Edificio Metálico, prefabricated building shipped from Belgium to Costa Rica in 1890s
As part of a conversation supported by the Museum as Hub initiative, I was invited to share some images and thoughts about the exhibition “Edificio Metálico,” which offer insight into the exhibition and raise questions that will drive TEOR/éTica’s future program.
I was recently appointed Associate Artistic Director of TEOR/éTica, an art space in San José, Costa Rica, started in 1999 by Virginia Perez-Ratton (1950–2010). I decided to present three exhibitions during my first year of programming, which culminated with “Men Amongst the Ruins.” The exhibition explores the present-day meaning of a 1939 building constructed by Fascist sympathizers of German and Italian descent living in Costa Rica, which still stands today.
Earlier in the year, curator Pablo León de la Barra was invited to organize the exhibition “Novo Museo Tropical,” examining how the rise of the modern nation-state is entangled with narratives of exploitation, exoticism, and fantasy—produced and perpetuated by global capitalist enterprise, and exemplified by banana plantations in Central America.
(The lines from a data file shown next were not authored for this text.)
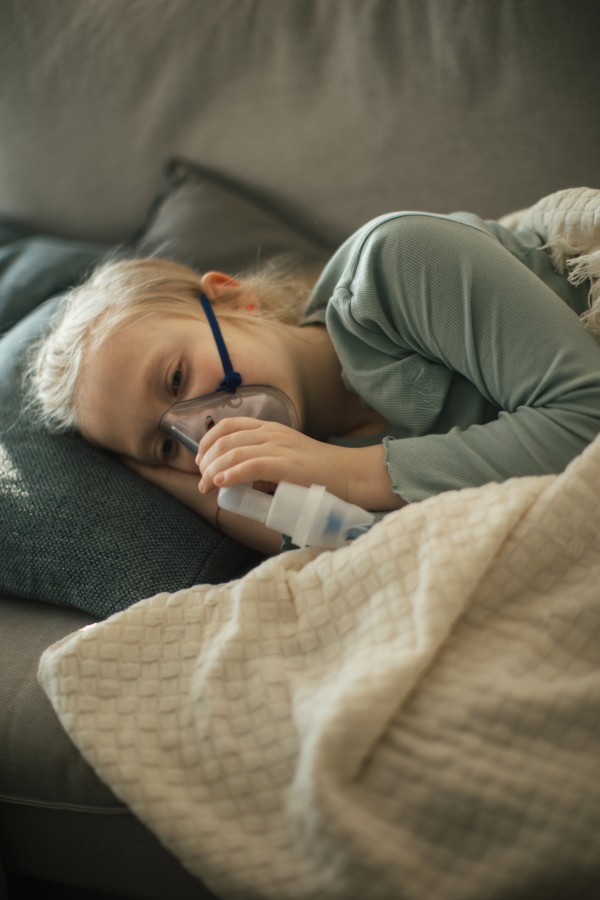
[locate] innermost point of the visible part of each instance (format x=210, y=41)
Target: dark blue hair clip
x=232, y=379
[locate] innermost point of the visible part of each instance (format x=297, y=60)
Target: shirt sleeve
x=431, y=318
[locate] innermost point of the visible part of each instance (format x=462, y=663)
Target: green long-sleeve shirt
x=469, y=343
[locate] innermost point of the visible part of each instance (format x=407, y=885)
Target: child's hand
x=181, y=485
x=239, y=450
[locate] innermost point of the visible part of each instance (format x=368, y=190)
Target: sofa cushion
x=208, y=222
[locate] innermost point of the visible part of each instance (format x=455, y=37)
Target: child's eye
x=176, y=381
x=167, y=447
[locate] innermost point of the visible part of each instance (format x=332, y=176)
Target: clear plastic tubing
x=312, y=517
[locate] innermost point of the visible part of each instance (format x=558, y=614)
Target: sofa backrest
x=333, y=110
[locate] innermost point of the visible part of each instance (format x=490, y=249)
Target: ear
x=216, y=283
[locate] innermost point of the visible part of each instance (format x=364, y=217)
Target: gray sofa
x=329, y=111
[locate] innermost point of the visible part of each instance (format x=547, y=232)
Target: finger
x=225, y=426
x=262, y=469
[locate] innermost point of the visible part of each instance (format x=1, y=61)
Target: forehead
x=123, y=390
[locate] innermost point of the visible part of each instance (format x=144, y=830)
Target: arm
x=243, y=450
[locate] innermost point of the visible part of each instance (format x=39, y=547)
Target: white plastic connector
x=311, y=516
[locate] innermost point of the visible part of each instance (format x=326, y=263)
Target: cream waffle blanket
x=569, y=222
x=414, y=717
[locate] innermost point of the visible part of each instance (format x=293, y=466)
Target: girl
x=435, y=353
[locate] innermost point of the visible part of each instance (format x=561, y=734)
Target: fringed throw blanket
x=416, y=716
x=569, y=222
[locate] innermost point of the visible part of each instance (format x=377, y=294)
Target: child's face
x=144, y=367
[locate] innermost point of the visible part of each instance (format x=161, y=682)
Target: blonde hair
x=120, y=289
My first exhibition at TEOR/éTica looked to architectural history as a framework for understanding our temporal and geographic location in the present. “Edificio Metálico” (Metallic Building) is both the exhibition title and the name of a prefabricated building that was designed in Belgium, and then shipped to and assembled in San José, Costa Rica, in 1896. The Neo-Classical style of this building is representative of a modern aesthetic paradigm championed by the nineteenth-century elite, embodying their aspirations to be in tune with a more global experience. I became interested in thinking about the Metallic Building as part of a civic or nationalist project led by Costa Rica’s ruling class, who had acquired wealth and power by growing coffee for export. The eclectic international style of this building suggested a dislocated modernity—the metaphorical façade of a developing nation-state that sought to “belong to the world.”
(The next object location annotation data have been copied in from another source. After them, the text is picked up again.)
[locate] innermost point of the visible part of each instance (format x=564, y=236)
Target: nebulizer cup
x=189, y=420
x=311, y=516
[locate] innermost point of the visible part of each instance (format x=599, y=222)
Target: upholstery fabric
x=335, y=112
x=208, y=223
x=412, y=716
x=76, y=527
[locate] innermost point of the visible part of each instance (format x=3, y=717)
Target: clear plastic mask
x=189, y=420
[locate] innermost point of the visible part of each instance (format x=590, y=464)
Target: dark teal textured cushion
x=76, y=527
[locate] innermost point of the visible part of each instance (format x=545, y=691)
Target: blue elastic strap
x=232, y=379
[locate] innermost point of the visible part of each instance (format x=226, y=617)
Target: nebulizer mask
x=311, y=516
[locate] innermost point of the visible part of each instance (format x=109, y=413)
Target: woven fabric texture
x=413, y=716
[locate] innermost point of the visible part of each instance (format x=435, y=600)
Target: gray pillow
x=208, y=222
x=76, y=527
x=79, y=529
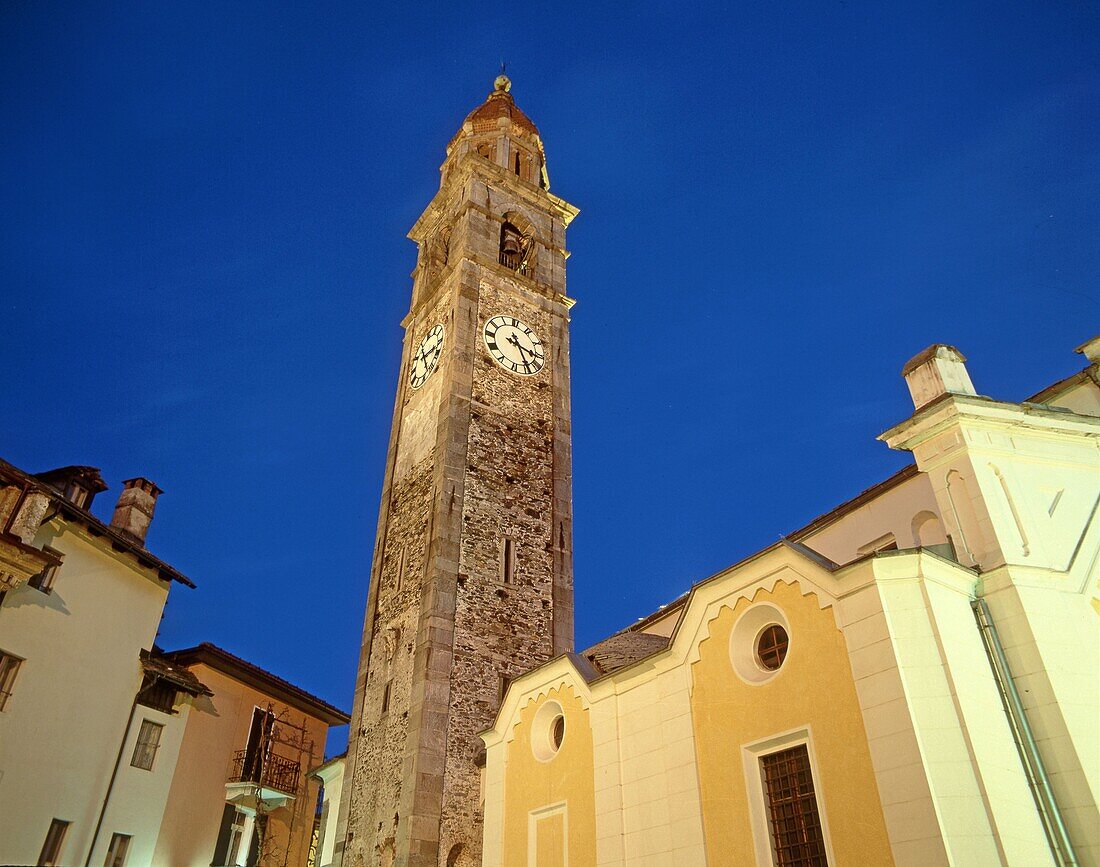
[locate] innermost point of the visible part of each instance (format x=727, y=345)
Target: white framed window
x=149, y=742
x=55, y=840
x=9, y=668
x=117, y=852
x=507, y=574
x=44, y=580
x=787, y=810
The exhibition at TEOR/éTica did not directly address nineteenth-century politics or the Metallic Building’s history. In fact, none of the artworks depicted the building itself. Rather, the works and the select events from popular culture dismantled our understanding of the “authentic” and the “patrimonial.” The exhibition revealed that the promise of the tropics’ modernization was not characterized by a continuous narrative of progress but rather constant negotiation of contradictory contexts.
Participating artists included: Francesco Bracci (San José), Neil Beloufa (Paris), Gilda Mantilla and Raimond Cháves (Lima), La Fania All Star, Dominique González-Foerster (Paris/Rio de Janeiro), Ossama Mohammed (Damascus), The White Stripes, and Ramón Zafrani (Panama City).